Short version: I split each chapter of Moby-Dick into sentences, then had an AI choose the order in which the sentences should appear. I call the result Mboy-Dcki.

Take, for instance, the opening of the famous chapter on "The Whiteness of the Whale." Here is Melville's version:

WHAT the white whale was to Ahab, has been hinted; what, at times, he was to me, as yet remains unsaid.

Aside from those more obvious considerations touching Moby Dick, which could not but occasionally awaken in any man's soul some alarm, there was another thought, or rather vague, nameless horror concerning him, which at times by its intensity completely overpowered all the rest; and yet so mystical and well nigh ineffable was it, that I almost despair of putting it in a comprehensible form. It was the whiteness of the whale that above all things appalled me. But how can I hope to explain myself here; and yet, in some dim, random way, explain myself I must, else all these chapters might be naught.

Here is what my neural network put together:

What the white whale was to Ahab, has been hinted; what, at times, he was to me, as yet remains unsaid.

Bethink thee of the albatross, whence come those clouds of spiritual wonderment and pale dread, in which that white phantom sails in all imaginations? Wonder ye then at the fiery hunt? To analyse it, would seem impossible.

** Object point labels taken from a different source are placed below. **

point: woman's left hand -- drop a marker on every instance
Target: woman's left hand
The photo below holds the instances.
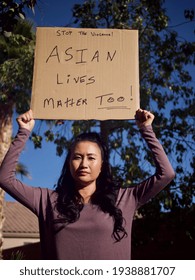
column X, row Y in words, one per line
column 143, row 118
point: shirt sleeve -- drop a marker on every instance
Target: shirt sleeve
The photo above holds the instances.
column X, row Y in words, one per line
column 27, row 195
column 164, row 174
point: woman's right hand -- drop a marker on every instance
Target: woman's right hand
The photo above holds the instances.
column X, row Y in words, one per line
column 26, row 120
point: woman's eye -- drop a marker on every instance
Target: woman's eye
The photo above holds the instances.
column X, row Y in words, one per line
column 76, row 157
column 91, row 158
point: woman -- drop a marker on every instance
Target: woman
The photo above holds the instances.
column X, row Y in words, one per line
column 87, row 216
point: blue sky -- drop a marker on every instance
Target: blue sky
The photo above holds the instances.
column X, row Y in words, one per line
column 43, row 164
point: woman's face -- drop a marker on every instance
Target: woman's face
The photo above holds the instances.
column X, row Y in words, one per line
column 85, row 163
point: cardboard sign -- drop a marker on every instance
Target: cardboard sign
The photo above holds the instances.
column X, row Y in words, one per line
column 84, row 74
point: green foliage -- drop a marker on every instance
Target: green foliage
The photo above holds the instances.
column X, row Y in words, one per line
column 16, row 66
column 11, row 12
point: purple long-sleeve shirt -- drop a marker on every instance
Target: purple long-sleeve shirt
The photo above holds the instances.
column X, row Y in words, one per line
column 89, row 238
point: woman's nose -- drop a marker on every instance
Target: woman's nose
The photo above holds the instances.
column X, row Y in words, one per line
column 84, row 162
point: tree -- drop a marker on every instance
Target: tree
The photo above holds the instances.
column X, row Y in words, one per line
column 16, row 64
column 11, row 12
column 166, row 89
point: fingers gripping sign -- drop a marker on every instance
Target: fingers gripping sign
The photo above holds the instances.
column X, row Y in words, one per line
column 143, row 118
column 26, row 120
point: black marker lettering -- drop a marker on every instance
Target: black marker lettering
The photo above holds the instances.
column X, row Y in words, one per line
column 96, row 56
column 81, row 56
column 48, row 102
column 68, row 54
column 111, row 57
column 54, row 53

The flashing cascade of his mane, the curving comet of his tail, invested him with housings more resplendent than gold and silver-beaters could have furnished him. He was the elected Xerxes of vast herds of wild horses, whose pastures in those days were only fenced by the Rocky Mountains and the Alleghanies.

What I did

This project is inspired by a passage in Benjamin Franklin's Autobiography in which he describes how he learned to write as a young man.

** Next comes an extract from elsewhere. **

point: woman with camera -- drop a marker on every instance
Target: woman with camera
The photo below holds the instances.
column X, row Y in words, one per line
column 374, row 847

About this time I met with an odd volume of the Spectator. It was the third. I had never before seen any of them. I bought it, read it over and over, and was much delighted with it. I thought the writing excellent, and wished, if possible, to imitate it. With this view I took some of the papers, and, making short hints of the sentiment in each sentence, laid them by a few days, and then, without looking at the book, try'd to compleat the papers again, by expressing each hinted sentiment at length, and as fully as it had been expressed before, in any suitable words that should come to hand. Then I compared my Spectator with the original, discovered some of my faults, and corrected them. But I found I wanted a stock of words, or a readiness in recollecting and using them, which I thought I should have acquired before that time if I had gone on making verses; since the continual occasion for words of the same import, but of different length, to suit the measure, or of different sound for the rhyme, would have laid me under a constant necessity of searching for variety, and also have tended to fix that variety in my mind, and make me master of it. Therefore I took some of the tales and turned them into verse; and, after a time, when I had pretty well forgotten the prose, turned them back again. I also sometimes jumbled my collections of hints into confusion, and after some weeks endeavored to reduce them into the best order, before I began to form the full sentences and compleat the paper. This was to teach me method in the arrangement of thoughts.

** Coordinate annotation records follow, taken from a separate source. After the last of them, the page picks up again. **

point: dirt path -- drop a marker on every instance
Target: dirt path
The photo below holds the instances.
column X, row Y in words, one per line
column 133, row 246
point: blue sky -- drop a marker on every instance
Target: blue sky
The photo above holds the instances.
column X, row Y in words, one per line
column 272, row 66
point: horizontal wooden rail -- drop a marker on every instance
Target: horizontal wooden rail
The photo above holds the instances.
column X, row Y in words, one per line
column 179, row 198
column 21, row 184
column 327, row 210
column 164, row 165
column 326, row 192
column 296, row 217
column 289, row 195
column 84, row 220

Using a Recurrent Neural Network (RNN), I created an AI that performs a bastardized version of this unscrambling process. Rather than working with hints of the ideas underlying the prose, this program works with sentences. First, it splits a text into sentences, and then it tries to figure out what order those sentences should go in based only on the sentences themselves.

I trained the neural net on 500,000 sentences (with 10% held out for evaluation) from the Wright American Fiction corpus, excluding Moby-Dick itself. I then generated a new novel by having the AI decide the order of sentences within each chapter of Moby-Dick. You can view the result here.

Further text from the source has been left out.